Viersen wird zum Jazz-Mekka: Das internationale Festival begeistert mit Klängen aus aller Welt
Viersen, eine Stadt, die nicht nur für ihre schöne Umgebung bekannt ist, wird 2026 zum pulsierenden Herz des Jazz. An den letzten Septembertagen, vom 25. bis 27. September, findet das 38. Internationale Jazzfestival statt. Die Festhalle Viersen, der Ernst-Klusen-Saal und der malerische Lyzeumsgarten werden dann zur Bühne für internationale Klänge und innovative Musikprojekte.

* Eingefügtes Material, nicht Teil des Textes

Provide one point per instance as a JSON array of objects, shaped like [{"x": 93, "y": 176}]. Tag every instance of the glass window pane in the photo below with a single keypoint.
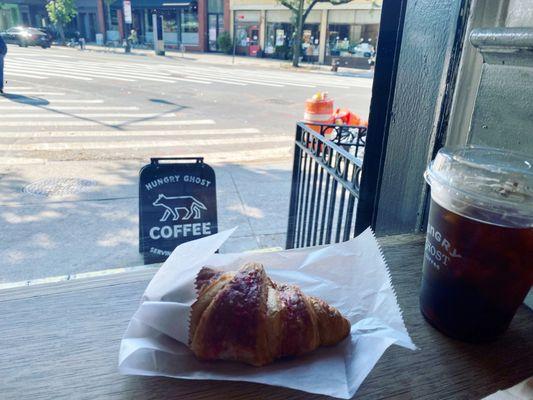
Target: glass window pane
[{"x": 215, "y": 6}]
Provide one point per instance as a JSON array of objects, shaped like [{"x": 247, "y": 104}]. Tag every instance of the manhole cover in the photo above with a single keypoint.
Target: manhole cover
[{"x": 58, "y": 186}]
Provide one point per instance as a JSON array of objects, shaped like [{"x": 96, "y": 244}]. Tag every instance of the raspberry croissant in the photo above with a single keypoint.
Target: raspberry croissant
[{"x": 244, "y": 316}]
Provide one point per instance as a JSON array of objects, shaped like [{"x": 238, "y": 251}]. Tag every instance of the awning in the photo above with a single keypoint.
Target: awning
[{"x": 155, "y": 4}]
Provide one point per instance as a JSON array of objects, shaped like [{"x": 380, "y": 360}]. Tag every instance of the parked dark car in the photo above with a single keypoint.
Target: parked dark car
[{"x": 24, "y": 36}]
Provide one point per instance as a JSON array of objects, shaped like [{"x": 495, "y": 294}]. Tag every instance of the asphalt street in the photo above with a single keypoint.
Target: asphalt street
[{"x": 75, "y": 127}]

Die Eröffnung des Festivals am Freitag, 25. September, verspricht bereits ein echtes Highlight: Momi Maiga, ein senegalesischer Koraspieler, Sänger und Komponist, wird mit seinem Quartett die Festhalle zum Klingen bringen. Die Mischung aus westafrikanischer Tradition, Jazz, Flamenco und klassischen Einflüssen ist ein Fest für die Ohren! Und das ist noch nicht alles – die WDR Big Band mit Chris Potter und Bob Mintzer widmet sich im Jubiläumsprogramm „John Coltrane 100“ den zeitlosen Werken eines der größten Jazzmusiker. Diese musikalische Hommage wird durch das Sebastian Gahler Electric Project, das in den Abend mit energiegeladenem Groove und Anklängen an Funk- und Fusion-Jazz überleitet, abgerundet.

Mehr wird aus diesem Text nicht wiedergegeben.